Steps are also being taken to reduce bureaucracy, there is a new export authority, as well as plans to improve the skills and education of the workforce – something Hossain describes as ‘a must’.

Bright future

Rowman remains positive about the future. ‘Bangladesh corporate culture has changed dramatically. I have professional accountants in every department, professionals in supply chain management, even in production planning. If everything in finance and production is aligned with the business, then our sustainability and growth is assured.’

Choudhury is confident too. ‘We’re one of the fastest-growing nations and we’re very optimistic that ready-made garments will be in a much better scenario. We have a huge young population, which we can engage in the development of our country.’

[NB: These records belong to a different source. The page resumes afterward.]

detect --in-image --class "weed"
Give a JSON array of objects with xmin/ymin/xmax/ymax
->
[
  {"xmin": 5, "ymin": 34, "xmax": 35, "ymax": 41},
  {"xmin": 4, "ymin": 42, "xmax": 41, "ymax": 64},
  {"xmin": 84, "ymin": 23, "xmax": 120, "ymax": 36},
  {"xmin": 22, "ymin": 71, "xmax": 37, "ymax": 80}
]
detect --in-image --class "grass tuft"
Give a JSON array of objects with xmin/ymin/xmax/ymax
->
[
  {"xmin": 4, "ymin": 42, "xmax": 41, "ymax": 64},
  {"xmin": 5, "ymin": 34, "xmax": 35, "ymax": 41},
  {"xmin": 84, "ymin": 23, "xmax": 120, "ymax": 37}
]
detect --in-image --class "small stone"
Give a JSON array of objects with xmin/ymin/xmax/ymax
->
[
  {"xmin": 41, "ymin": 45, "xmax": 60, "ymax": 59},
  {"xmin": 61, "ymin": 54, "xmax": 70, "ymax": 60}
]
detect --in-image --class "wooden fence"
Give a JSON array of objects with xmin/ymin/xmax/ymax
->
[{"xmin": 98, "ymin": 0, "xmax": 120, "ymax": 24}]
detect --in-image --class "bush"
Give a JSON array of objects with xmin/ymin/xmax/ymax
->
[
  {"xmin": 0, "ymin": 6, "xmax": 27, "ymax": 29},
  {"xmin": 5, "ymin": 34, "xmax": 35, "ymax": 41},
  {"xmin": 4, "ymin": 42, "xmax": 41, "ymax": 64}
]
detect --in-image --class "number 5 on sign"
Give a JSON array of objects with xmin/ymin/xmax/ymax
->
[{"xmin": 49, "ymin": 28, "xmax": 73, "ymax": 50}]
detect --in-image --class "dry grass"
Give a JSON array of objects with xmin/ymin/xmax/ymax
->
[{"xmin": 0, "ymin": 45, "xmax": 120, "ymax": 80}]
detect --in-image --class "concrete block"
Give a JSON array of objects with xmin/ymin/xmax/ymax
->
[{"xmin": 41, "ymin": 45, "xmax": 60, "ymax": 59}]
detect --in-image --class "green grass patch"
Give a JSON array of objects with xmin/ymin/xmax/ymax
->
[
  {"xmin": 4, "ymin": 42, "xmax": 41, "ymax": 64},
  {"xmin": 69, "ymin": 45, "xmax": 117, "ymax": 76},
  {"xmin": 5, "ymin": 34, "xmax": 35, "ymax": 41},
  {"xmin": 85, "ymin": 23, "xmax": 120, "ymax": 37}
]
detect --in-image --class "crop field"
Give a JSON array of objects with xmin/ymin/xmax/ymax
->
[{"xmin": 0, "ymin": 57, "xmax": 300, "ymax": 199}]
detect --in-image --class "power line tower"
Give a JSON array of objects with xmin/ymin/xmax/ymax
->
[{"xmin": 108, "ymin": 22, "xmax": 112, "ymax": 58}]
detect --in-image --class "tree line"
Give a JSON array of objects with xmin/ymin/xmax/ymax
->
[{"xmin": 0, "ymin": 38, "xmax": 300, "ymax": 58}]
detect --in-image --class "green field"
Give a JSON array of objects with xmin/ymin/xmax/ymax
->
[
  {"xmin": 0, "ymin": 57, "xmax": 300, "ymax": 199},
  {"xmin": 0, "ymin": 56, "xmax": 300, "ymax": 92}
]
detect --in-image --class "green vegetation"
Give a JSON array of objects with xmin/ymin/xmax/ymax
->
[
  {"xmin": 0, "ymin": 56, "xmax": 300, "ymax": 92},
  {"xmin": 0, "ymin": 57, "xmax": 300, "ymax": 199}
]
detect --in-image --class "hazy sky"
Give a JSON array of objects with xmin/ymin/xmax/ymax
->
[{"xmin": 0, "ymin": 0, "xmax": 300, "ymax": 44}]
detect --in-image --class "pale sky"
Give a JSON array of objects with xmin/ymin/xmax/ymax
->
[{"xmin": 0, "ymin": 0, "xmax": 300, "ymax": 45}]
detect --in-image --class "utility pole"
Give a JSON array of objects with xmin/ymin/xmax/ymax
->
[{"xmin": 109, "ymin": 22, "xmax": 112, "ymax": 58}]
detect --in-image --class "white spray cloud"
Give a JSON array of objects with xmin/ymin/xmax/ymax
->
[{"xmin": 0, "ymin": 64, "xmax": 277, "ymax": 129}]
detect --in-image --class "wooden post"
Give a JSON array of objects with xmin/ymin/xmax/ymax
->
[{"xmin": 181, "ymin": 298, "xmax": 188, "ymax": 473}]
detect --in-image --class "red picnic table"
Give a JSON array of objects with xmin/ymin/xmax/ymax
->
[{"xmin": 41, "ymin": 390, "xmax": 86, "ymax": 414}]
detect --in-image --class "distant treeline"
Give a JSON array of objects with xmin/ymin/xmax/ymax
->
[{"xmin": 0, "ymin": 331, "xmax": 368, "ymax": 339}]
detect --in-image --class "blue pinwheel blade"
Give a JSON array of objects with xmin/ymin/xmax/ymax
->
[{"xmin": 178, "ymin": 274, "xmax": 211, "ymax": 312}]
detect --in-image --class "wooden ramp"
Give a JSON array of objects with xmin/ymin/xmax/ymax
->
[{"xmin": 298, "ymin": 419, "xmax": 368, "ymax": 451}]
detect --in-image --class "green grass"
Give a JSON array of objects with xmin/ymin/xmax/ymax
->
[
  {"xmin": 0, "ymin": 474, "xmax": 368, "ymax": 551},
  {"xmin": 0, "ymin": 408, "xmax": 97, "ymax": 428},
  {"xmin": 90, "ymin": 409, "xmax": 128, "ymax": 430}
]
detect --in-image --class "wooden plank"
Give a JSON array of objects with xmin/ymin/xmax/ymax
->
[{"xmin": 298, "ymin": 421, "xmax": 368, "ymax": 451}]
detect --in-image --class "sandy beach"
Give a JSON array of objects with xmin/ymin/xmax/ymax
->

There is no doubt that the Bangladesh garment sector is facing challenges, but the industry is taking steps to address them. Covid is in abeyance, the green policy will pay dividends in the longer term, the government is moving positively both domestically and internationally, while the pandemic is causing problems for rival Vietnam. The garment trade never stays still, as fashions and trends change. ‘It’s really exciting,’ says Hossain, ‘but there’s a lot of stress.’